The Princess and the Pea
Devised by the company; written by Kevin Dyer
Action Transport Theatre
Unity Theatre, Hope Place, Liverpool
It’s a funny old game, this acting lark. What was your last employment? Well, I played a giant talking Pea.
Action Transport Theatre’s latest production has all their usual hallmarks: a serious message woven into the playfulness; full-on but very child-friendly performances; plenty for the adults to enjoy as well as the little ones.
In the Queendom of Meane, they have plenty, but they’re not for sharing with those less fortunate. Indeed, the Queen issues a command for any foreigner who lands on their shores to be thrown back out to sea (or worse).
For her part, the wicked queen uses her magic mirror to send a storm-tossed refugee to the bottom of the ocean. Despite this, somehow a desperate refugee survives and makes it to shore, only to find that the regulars in the local pub would rather play cruel tricks on her than share their food and drink.
She retreats to the forest, where she arrives just in time to rescue the Prince from being eaten by a wolf. Far from being grateful, the cowardly prince betrays her to the palace guards (and their dogs) and she has to run for her life.
Deep down, though, the Prince is not a bad lad and, when the stranger is caught sheltering in the palace, he attempts to save her by telling his heartless mother she is a Princess from a foreign land. This isn’t the ideal solution to her woes that it might seem.
The Book of Meane states that every Princess must face a test. If she fails, she will be thrown into the moat to drown. Three princesses have so far been tested and found wanting. As far as the stranger knows, she will face her test in the morning. After all her troubles, she could use a good night’s sleep. If only this bed weren’t soooo uncomfortable…
Under Nina Hajiyianni’s unfussy direction, the cast give committed well-choreographed performances that hold the children’s attention. Josie Cerise fits well with ATT’s stereotype-busting policy and gives us a feisty and resilient Princess, too practical (or perhaps too poor) to own a pretty, Princessy dress.
Keddy Sutton brings flair and a neat balance of the ludicrous and the intimidating to her Queen of Meane; she deserves a lot more booing (in a good way).

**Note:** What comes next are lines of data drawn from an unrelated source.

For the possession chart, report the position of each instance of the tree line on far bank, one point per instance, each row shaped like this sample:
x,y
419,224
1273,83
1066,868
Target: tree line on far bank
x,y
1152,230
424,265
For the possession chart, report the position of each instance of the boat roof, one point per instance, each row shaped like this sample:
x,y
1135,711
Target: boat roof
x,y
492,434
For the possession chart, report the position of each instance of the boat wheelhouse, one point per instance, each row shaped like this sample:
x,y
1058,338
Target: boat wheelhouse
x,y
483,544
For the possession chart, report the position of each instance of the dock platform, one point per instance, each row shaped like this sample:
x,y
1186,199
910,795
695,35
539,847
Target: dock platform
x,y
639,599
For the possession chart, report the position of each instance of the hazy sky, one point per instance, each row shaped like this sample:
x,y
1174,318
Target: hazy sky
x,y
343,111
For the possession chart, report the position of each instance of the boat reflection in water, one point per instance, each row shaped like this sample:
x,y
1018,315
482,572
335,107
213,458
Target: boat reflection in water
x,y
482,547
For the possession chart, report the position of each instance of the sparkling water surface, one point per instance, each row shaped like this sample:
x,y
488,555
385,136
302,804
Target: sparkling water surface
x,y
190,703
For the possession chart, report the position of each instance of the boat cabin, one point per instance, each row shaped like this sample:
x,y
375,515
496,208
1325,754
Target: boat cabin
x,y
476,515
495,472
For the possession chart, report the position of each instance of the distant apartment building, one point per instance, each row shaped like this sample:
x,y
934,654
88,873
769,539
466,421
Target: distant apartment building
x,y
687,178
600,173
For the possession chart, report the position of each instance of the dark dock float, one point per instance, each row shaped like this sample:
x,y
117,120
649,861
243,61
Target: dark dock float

Duncan Cameron’s Prince is a young man in need of inner strength—which he finds courtesy of falling for the stranger from another land. And then there’s that giant pea…
Graham Hicks as the rolly green giant does a very good job indeed. This oversized vegetable can walk, talk, tell corny jokes and (given half a chance) even sing and dance. His temper tantrum towards the end is clearly a favourite moment for the audience—well, wouldn’t you have a bit of a strop if you’d spent all night squashed and half-suffocated under a huge pile of mattresses?
Set (Victoria Saville) and costumes (Molly Lacey Davies) are both practical and stylish (watch out for some notable headgear).
This show isn’t quite ATT at their best. The message (kindness and openness to refugees) is underdeveloped (I’m not sure how many children will understand the significance of the Princess, having passed her test, asking for food, clothes, tents etc.). Also, some of the musical interludes could be trimmed. That said, hats off to the lyric: "When I was young I yearned for jelly, But all I got was Machiavelli".
Plenty for adults, Plenty for children. Plenty to celebrate in The Princess and the Pea. Giant talking pea? Get it on your CV, la’!